Posing as a high school student, I infiltrated the admissions office and waited in the foyer with a docile herd of would-be Wildcats and their parents. Shifting uncomfortably in their seats, the youngsters were silent – apparently afraid that anything they said could be used against them in the admissions process.
At noon my nemeses emerged. Four bright-eyed tour guides, their faces brimming with purple pride, divided us into groups and took us on an 80-minute tour of South Campus.
And though overall my guides – a veteran and her trainee – were friendly, easygoing, and offered solid answers to our questions, they also made a bunch of mistakes.
Here then, for anybody visiting campus for the first time this summer, are a few clarifications.
First of all, there are not, as our guides told us, four El stops on campus. Strictly speaking, there’s not a single El stop on NU’s campus, although the Davis, Foster and Noyes stops are within walking distance. As for that mysterious fourth stop – well, if Central qualifies as “on campus,” then so does most of Wilmette.
Second, don’t get your hopes up should the tour guide tell you that University Library features “study carousels.” A merry-go-round at the libes? Now that would be news. To think that during all those visits to Core, I’d somehow missed the weary students studying atop their trusty mechanical steeds. Whoa, nelly!
But hold your horses – closer inspection revealed he was referring to study carrels.

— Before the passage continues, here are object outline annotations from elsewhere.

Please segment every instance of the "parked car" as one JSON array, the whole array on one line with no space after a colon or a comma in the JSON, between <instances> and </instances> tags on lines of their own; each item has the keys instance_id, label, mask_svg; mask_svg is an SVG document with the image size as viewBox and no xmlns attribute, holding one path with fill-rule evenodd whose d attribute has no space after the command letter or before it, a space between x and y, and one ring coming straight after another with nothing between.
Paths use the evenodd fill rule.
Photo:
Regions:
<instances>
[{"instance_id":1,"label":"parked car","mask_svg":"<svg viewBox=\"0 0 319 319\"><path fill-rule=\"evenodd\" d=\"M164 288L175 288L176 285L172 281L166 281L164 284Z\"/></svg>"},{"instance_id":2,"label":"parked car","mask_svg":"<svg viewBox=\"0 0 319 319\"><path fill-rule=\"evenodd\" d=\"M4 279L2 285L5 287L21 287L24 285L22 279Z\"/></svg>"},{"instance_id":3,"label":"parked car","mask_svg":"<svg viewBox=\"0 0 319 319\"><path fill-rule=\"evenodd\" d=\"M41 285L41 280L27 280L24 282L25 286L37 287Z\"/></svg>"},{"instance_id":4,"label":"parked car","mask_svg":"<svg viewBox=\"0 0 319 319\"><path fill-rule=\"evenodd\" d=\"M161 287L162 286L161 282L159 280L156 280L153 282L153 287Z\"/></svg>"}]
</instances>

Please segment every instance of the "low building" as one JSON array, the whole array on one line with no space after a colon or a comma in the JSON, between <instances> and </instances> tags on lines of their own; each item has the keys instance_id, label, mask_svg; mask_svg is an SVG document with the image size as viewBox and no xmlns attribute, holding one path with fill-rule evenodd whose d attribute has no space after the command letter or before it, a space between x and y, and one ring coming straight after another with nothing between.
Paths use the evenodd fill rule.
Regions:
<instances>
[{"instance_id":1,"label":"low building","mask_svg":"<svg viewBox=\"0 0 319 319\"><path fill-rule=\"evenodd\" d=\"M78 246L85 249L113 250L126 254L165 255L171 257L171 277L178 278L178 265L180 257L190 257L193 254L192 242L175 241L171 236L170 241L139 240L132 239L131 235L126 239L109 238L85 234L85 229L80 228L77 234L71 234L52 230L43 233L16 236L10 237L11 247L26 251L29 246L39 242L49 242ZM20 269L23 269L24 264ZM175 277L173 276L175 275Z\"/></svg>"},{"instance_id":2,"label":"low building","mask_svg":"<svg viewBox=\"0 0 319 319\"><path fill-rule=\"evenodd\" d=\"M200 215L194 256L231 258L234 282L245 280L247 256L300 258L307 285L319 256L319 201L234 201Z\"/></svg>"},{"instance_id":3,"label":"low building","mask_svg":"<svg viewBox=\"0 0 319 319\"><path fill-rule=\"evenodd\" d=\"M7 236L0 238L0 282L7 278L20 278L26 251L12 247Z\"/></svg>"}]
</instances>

Third, beware the phantom major. As we were walking by the site for the Robert R. McCormick Tribune Foundation Journalism Center – or Bobby McC’s T.F.J.C., as I call it for short – a guide told us that the Medill School of Journalism is launching a “new-journalism major.” Visions of Tom Wolfe and Hunter S. Thompson team-teaching a Gonzo 101 course briefly danced in my head.
But according to Medill Assoc. Dean Richard Roth, the guide probably was referring to the school’s new-media sequence, which began in 1999.
Other elements of the tour weren’t wrong per se, but would benefit from further explanation. For example, guides often laud NU’s “smart” classrooms, with their Ethernet connections and state-of-the-art audio/video technology. What they neglect to mention, however, is that NU has fallen behind in hiring “smart” professors, here defined as those academics capable of operating any equipment in a “smart” classroom beyond the light switch.
But the truth is that, quibbles aside, my tour guides were very good. I had hoped, of course, to catch them in an outright lie – “The winters here are lovely,” say, or “Tuition is a bargain.” But instead I got sensible advice from smart students who clearly enjoy their jobs.
So visitors, take it from an embittered tour guide reject: You’re in safe hands with these people. And on a campus this nice in weather this good, that’s almost enough to ease the sting you’ll feel when the study carousels they’ve promised you never arrive.